Date of Completion


Embargo Period



civility, candor, psychological safety, appraisals, work communication

Major Advisor

Vicki Magley

Associate Advisor

Janet Barnes-Farrell

Associate Advisor

Ruth Braunstein

Field of Study



Doctor of Philosophy

Open Access

Open Access


At the core of recent workplace and public discourse debates appears to be a clear tension between two different but equally important values, the need to be civil and the need to be candid in our day-to-day workplace interactions. However, relatively little is known about how employees resolve this conflict between civility and candor at work and the consequences of this tension for employees and organizations. When employees communicate with colleagues at work, there is often a focus on the content of what is being said.
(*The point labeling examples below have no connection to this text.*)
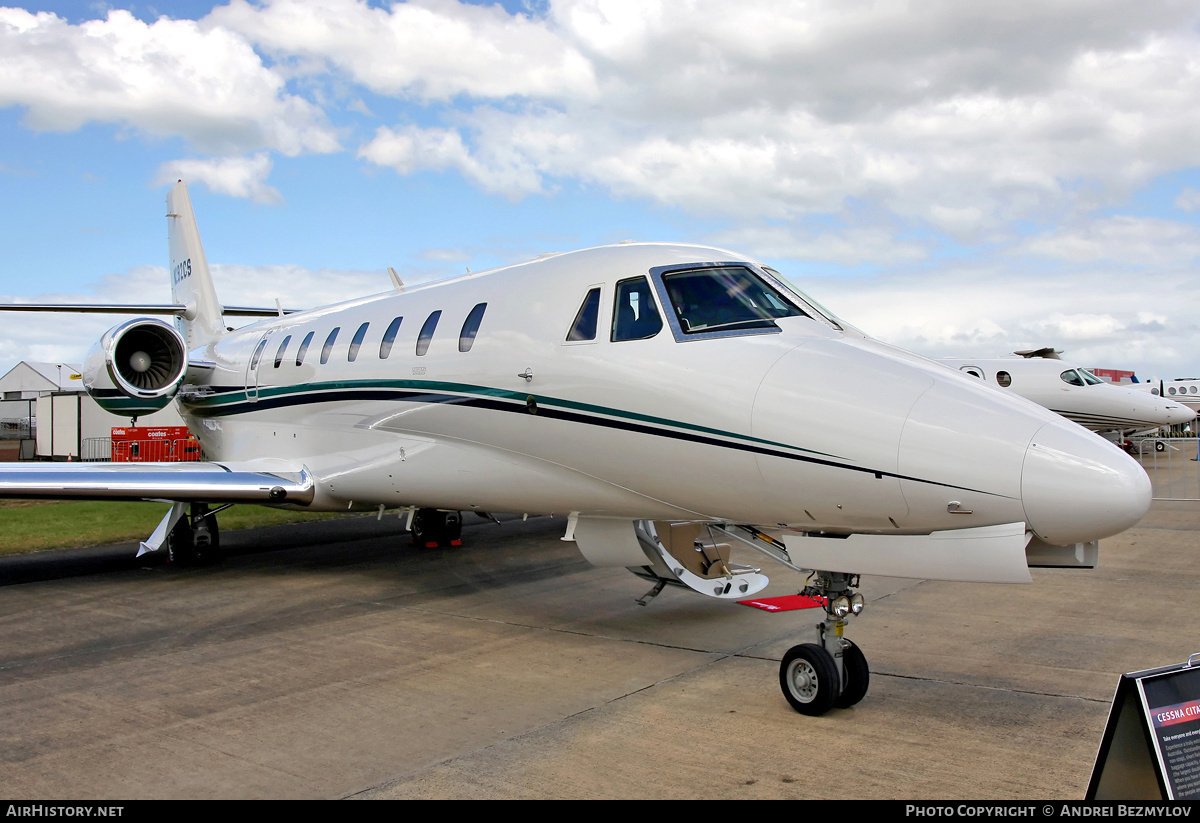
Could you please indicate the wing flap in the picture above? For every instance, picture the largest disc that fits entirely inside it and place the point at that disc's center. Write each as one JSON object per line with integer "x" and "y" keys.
{"x": 184, "y": 482}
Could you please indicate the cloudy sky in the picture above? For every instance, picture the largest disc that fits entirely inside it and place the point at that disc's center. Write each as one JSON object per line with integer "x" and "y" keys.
{"x": 954, "y": 178}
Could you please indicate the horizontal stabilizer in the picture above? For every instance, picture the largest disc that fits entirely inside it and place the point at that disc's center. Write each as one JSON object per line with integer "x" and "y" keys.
{"x": 185, "y": 482}
{"x": 172, "y": 310}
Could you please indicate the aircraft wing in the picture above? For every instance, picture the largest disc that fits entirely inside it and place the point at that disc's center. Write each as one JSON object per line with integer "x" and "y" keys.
{"x": 258, "y": 481}
{"x": 137, "y": 308}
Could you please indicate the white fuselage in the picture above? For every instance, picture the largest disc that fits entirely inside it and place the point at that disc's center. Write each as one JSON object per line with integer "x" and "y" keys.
{"x": 810, "y": 427}
{"x": 1185, "y": 390}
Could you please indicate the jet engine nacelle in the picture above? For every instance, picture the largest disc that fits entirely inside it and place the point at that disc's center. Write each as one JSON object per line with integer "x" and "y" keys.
{"x": 136, "y": 367}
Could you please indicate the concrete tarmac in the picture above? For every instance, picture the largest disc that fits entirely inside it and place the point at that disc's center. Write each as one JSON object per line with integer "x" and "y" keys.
{"x": 334, "y": 660}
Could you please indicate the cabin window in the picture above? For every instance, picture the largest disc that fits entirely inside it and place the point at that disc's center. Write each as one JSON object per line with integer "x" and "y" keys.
{"x": 279, "y": 353}
{"x": 329, "y": 346}
{"x": 355, "y": 342}
{"x": 304, "y": 348}
{"x": 635, "y": 316}
{"x": 587, "y": 318}
{"x": 389, "y": 337}
{"x": 423, "y": 340}
{"x": 471, "y": 326}
{"x": 258, "y": 354}
{"x": 725, "y": 298}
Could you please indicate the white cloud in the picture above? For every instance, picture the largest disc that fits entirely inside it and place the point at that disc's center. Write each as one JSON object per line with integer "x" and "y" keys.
{"x": 235, "y": 176}
{"x": 169, "y": 77}
{"x": 1120, "y": 240}
{"x": 1099, "y": 317}
{"x": 1188, "y": 199}
{"x": 431, "y": 49}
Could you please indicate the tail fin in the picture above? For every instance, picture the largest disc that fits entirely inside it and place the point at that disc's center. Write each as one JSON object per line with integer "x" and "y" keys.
{"x": 191, "y": 284}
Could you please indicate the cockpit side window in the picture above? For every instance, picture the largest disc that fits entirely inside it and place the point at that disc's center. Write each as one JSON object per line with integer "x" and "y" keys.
{"x": 635, "y": 316}
{"x": 587, "y": 318}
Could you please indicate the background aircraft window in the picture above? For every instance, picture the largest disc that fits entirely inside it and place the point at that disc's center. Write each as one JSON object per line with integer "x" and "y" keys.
{"x": 355, "y": 342}
{"x": 423, "y": 340}
{"x": 283, "y": 347}
{"x": 304, "y": 348}
{"x": 389, "y": 337}
{"x": 258, "y": 353}
{"x": 588, "y": 317}
{"x": 726, "y": 298}
{"x": 634, "y": 316}
{"x": 329, "y": 346}
{"x": 471, "y": 328}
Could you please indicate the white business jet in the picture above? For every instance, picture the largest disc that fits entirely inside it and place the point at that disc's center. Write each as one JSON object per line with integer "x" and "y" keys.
{"x": 669, "y": 400}
{"x": 1075, "y": 392}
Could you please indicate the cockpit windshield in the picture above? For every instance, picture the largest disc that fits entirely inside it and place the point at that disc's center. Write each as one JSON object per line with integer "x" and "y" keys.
{"x": 725, "y": 298}
{"x": 1080, "y": 377}
{"x": 829, "y": 317}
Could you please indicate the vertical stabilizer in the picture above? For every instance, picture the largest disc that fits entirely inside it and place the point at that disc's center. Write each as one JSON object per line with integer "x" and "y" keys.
{"x": 191, "y": 284}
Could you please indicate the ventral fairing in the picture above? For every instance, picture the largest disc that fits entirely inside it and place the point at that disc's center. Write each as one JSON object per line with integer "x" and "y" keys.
{"x": 667, "y": 400}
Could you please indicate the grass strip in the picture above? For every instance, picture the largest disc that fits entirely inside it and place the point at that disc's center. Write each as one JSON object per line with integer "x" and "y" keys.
{"x": 41, "y": 524}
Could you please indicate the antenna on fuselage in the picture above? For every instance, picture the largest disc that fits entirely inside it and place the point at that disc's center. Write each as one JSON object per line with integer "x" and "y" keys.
{"x": 1048, "y": 353}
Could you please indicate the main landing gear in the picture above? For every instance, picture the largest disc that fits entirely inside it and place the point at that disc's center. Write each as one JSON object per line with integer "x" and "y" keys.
{"x": 432, "y": 528}
{"x": 195, "y": 540}
{"x": 833, "y": 672}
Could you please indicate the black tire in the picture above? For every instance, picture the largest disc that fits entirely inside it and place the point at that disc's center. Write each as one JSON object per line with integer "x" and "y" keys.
{"x": 193, "y": 545}
{"x": 809, "y": 679}
{"x": 856, "y": 674}
{"x": 451, "y": 526}
{"x": 207, "y": 541}
{"x": 180, "y": 548}
{"x": 425, "y": 528}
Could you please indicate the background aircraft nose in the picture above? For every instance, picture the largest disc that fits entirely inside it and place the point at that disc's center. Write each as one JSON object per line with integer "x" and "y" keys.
{"x": 1179, "y": 414}
{"x": 1078, "y": 487}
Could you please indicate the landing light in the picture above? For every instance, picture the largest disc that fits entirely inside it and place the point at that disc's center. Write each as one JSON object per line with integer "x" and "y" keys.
{"x": 846, "y": 605}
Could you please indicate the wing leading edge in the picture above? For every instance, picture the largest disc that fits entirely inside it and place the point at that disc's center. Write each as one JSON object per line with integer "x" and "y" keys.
{"x": 181, "y": 482}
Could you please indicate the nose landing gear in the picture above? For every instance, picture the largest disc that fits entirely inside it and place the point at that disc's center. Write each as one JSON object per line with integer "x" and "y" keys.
{"x": 833, "y": 672}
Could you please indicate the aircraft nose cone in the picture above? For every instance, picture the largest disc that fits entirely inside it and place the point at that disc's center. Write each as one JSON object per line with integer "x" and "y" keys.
{"x": 1179, "y": 414}
{"x": 1077, "y": 486}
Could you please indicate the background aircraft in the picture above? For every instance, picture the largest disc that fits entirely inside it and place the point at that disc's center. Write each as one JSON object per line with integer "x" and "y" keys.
{"x": 1075, "y": 392}
{"x": 669, "y": 400}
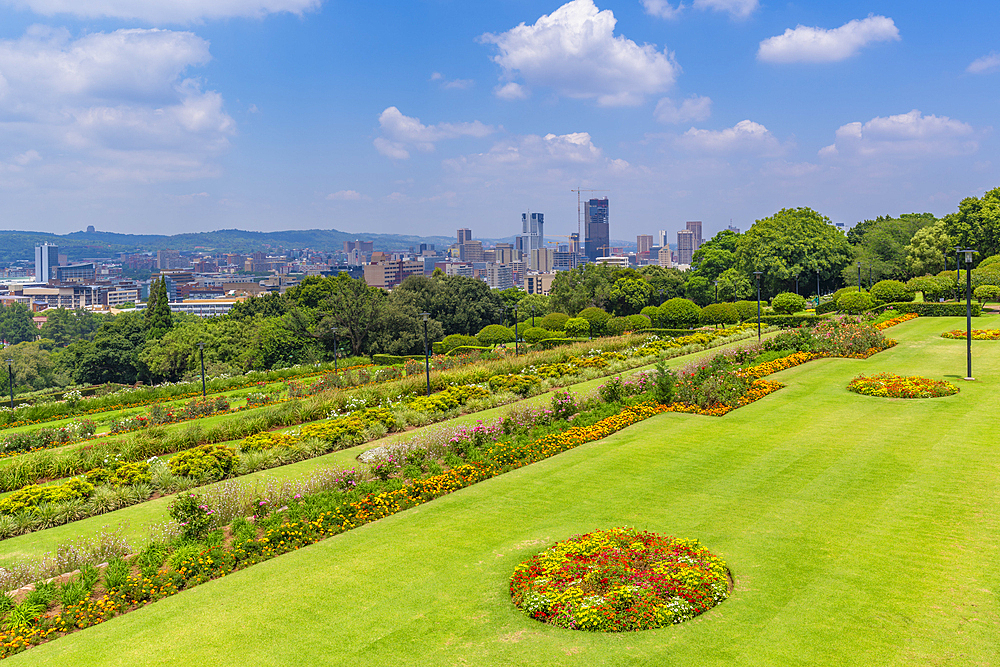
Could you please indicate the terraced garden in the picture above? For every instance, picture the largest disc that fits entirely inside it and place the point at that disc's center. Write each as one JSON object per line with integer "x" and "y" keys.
{"x": 858, "y": 530}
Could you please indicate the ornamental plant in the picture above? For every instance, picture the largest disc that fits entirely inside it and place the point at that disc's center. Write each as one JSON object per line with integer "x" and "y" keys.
{"x": 619, "y": 580}
{"x": 890, "y": 385}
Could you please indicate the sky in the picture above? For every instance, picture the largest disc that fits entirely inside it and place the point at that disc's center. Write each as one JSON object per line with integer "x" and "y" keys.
{"x": 420, "y": 117}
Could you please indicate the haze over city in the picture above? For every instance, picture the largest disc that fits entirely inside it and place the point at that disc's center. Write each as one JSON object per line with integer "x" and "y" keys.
{"x": 425, "y": 117}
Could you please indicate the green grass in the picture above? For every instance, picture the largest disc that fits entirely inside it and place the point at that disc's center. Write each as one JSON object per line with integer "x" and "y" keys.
{"x": 860, "y": 531}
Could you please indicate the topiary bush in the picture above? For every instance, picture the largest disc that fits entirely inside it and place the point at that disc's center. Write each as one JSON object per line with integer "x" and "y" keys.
{"x": 597, "y": 318}
{"x": 855, "y": 303}
{"x": 679, "y": 314}
{"x": 577, "y": 327}
{"x": 788, "y": 303}
{"x": 554, "y": 321}
{"x": 495, "y": 334}
{"x": 719, "y": 313}
{"x": 892, "y": 291}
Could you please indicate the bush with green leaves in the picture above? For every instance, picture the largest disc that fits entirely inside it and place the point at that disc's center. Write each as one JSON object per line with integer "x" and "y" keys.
{"x": 495, "y": 334}
{"x": 719, "y": 313}
{"x": 855, "y": 303}
{"x": 892, "y": 291}
{"x": 598, "y": 319}
{"x": 577, "y": 327}
{"x": 679, "y": 313}
{"x": 788, "y": 303}
{"x": 554, "y": 321}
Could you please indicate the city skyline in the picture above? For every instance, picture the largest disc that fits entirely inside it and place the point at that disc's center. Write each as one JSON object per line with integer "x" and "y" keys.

However, an equally important consideration in workplace interactions is how people utilize civility and candor to express their input and how, in turn, others interpret and respond this input (e.g., Bohman & Richardson, 2009). To explore this issue, I conducted two separate studies that address the tension between civility and candor from slightly different perspectives. First, I conducted an experimental vignette study that examined whether people make quick judgments about others’ authenticity, intentions, likeability, and effectiveness based on brief information about how a person utilizes civility and candor, finding that communicators who use both high civility and high candor at work are more likely to be perceived as authentic, well-intentioned, likable, and effective than those using other combinations to get their points across. In a second study, I extended these questions to also consider the role of psychological safety in understanding how pre-existing work relationships may uniquely influence the judgments people make about the tension between civility and candor within their workgroup and to examine if there are also consequences for the emotional labor and loneliness that employees experience. Using latent profile analysis, I identified five profiles of work communication that varied in levels of psychological safety, civility, and candor, finding that employees belonging to profiles characterized by high levels of all three characteristics had the most positive work experiences. Together, the results of these studies reveal new insights into the inferences people make about the way in which their coworkers balance civility and candor in workplace interactions and the implications of these combinations for important workplace outcomes.